2017 Calendar Photo Contest Winners Announced

Blackstone Heritage Corridor Hosts Calendar Release Party

Event Celebrates Local Photographers Capturing the Beauty of the Region

Whitinsville, MA – (August 23, 2016) – In celebration of its new 2017 Blackstone Heritage Corridor Calendar featuring the work of 10 local photographers, Blackstone Heritage Corridor, Inc. (BHC) is hosting a Calendar Release Party on Wednesday, October 19 from 6:00 p.m. to 7:30 p.m. at its offices at Linwood Mill, 670 Linwood Avenue, Whitinsville, MA. Guests can meet the photographers and purchase calendars on site.

“The emphasis of our 2017 Calendar is on our industrial heritage,” notes Charlene Perkins Cutler, executive director of BHC. The Calendar is “2017: The Innovative and Industrious Blackstone Heritage Corridor.” Carefully curated facts about the region’s contribution to the American Industrial Revolution punctuate the pages. On each month’s page, there are facts celebrating the innovation that had been fostered in the National Heritage Corridor from hundreds of years ago to the present. For instance, in the 1830s, the Knowlton Hat Factory in Upton, MA, was the largest manufacturer of straw hats in the world.

“The Blackstone Heritage Corridor is one of the Nation’s richest and best preserved repositories of landscapes, structures and sites that recall a neglected era of the American past: the Age of Industry,” Cutler points out. “Thousands of structures and whole landscapes still exist which represent the entire history of the American Industrial Revolution and the complex economic and social relationships of the people who lived and worked here.”

The photos for the 2017 Blackstone Heritage Corridor Calendar where chosen in a blind contest and offer a mix of scenes showcasing the National Heritage Corridor’s natural, historical and cultural resources.

The new year begins with a beautiful snowy scene, taken late in the afternoon with the sky lit by stunning pink tones cast against what looks like a carefully hand-painted landscape. January’s photo was submitted by Frances Guevremont of Lincoln, RI, who revealed that the scene lasted only about 10 minutes as she photographing it.
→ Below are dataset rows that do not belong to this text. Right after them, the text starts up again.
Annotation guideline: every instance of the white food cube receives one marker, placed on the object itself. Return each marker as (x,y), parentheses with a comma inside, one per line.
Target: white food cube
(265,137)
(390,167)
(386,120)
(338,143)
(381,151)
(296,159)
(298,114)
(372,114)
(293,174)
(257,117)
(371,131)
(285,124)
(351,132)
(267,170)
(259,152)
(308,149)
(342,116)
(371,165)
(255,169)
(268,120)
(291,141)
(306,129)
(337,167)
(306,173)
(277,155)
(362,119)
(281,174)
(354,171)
February follows with another snow-filled landscape taken along the canal tow path below the Ashton Dam in Quinville, RI. David Newton of Cumberland, RI, shared his photo that beckons one to cross the wooden bridge with snowshoes or cross country skis. Carol Dandrade of Uxbridge, MA, spent some time along the rail trail in Millbury, MA, and captured a reflection of a metal bridge that was cast onto the track. The picture offers a unique perspective that one might never see.
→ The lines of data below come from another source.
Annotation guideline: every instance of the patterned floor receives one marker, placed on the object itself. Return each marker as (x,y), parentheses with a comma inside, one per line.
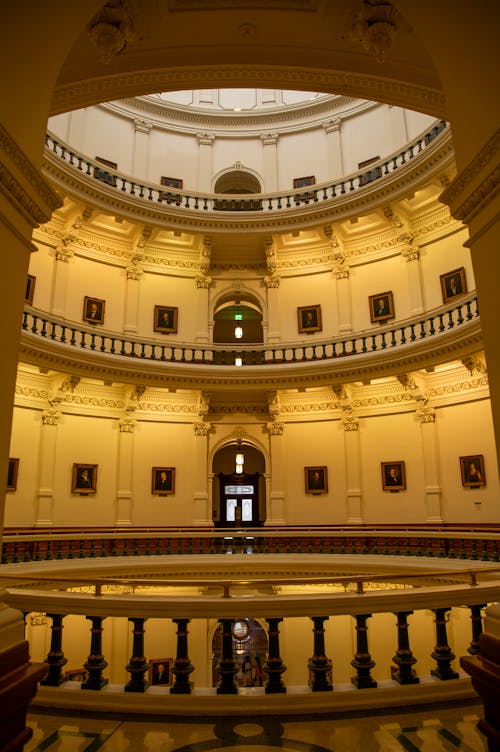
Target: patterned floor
(440,729)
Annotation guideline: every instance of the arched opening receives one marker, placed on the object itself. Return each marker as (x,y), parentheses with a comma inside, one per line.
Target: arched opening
(238,320)
(239,491)
(238,181)
(249,641)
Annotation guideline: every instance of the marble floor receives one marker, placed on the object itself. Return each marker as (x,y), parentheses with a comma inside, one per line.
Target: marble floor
(439,728)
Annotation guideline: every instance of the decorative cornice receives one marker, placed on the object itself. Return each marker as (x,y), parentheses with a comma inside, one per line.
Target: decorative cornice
(477,185)
(18,176)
Cormier Woods, a property in Uxbridge, MA, preserved by Trustees of Reservations inspired Wendy A. Henschel of Linwood, MA, to pack a camera. She captured an historic homestead along the trail with beautiful stone work and complementary colors in the roof and wood siding. It sits in surrounded by lush landscape just calling out for spring. The month of May is ushered into the 2017 Blackstone Heritage Corridor Calendar with a captivating photo of two cygnets whose sudden movement cast a spiral around them, offering the light an opportunity to dance around the new creatures. Tiny beads of water on the swans make one think the calendar is wet. Ernest Berube of Lincoln, RI, captured May’s photo along the banks of the Blackstone River in Lincoln, RI. Further north in his hometown of Douglas, MA, Scott Harwood stopped along the Southern New England Trunkline Trail on Wallum Lake Road and zeroed in on aging stone arch bridge that beckons the admirer to continue on down the lush green path.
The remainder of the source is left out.